1871年7月10日、母がパリ・コミューンの動乱を避けて避難していたパリ郊外のオートゥイユ(現在パリ16区)の叔父の家で生まれる。父アドリアン・プルーストはシャルトルに近いイリエ(現在はイリエ・コンブレーと改称)の旧家の出身で、のちパリ大学衛生学教授。母ジャンヌはパリのユダヤ系株式仲買人の娘。高い教養と繊細な感受性の持ち主で、マルセルとの間に『母との書簡』を残すほか、小説に登場する母または祖母のモデルとなる。親殺しとその贖罪(しょくざい)のための芸術創造という小説の倫理的テーマは母との関係から着想された。
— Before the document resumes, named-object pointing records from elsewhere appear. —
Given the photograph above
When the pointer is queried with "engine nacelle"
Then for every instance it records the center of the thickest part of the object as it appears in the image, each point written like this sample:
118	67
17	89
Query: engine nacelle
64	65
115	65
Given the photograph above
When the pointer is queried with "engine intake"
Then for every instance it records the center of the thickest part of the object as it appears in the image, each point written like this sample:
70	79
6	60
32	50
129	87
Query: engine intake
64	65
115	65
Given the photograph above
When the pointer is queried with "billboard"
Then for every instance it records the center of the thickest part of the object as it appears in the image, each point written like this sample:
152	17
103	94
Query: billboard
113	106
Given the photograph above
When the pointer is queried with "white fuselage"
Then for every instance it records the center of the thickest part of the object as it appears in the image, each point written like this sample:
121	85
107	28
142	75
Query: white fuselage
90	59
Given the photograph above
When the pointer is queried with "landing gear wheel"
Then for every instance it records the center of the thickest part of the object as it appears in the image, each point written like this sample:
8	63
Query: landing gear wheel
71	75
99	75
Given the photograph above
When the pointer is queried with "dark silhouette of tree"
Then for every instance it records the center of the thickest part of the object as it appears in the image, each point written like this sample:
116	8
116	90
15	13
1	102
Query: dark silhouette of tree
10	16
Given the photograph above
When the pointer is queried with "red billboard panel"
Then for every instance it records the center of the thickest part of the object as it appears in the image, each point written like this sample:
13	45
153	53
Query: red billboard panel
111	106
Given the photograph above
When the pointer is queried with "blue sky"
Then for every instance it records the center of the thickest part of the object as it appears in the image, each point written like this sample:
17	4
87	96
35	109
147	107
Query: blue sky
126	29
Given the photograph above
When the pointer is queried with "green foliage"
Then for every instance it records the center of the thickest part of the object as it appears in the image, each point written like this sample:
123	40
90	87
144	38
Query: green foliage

 9歳のとき最初の喘息(ぜんそく)の発作。これは生まれつき病弱だった彼の生涯の持病となる。1882年コンドルセ高等中学に入学。同人誌を出して文才を示し始める。このころからほうぼうのサロンに出入りして、社交生活が始まる。1年間の志願兵役ののち、90年にパリ大学法学部に入学。ふたたび同人誌『饗宴(きょうえん)』Le Banquet(1892~93)を発行するかたわら、象徴派の文芸雑誌『ラ・ルビュ・ブランシュ』などにも作品を発表。その大部分は処女作『楽しみと日々』(1896)に収録された。この作品集はプルーストの天分と後の大作のテーマを萌芽(ほうが)的に含んではいたが、世の注目をひくに至らなかった。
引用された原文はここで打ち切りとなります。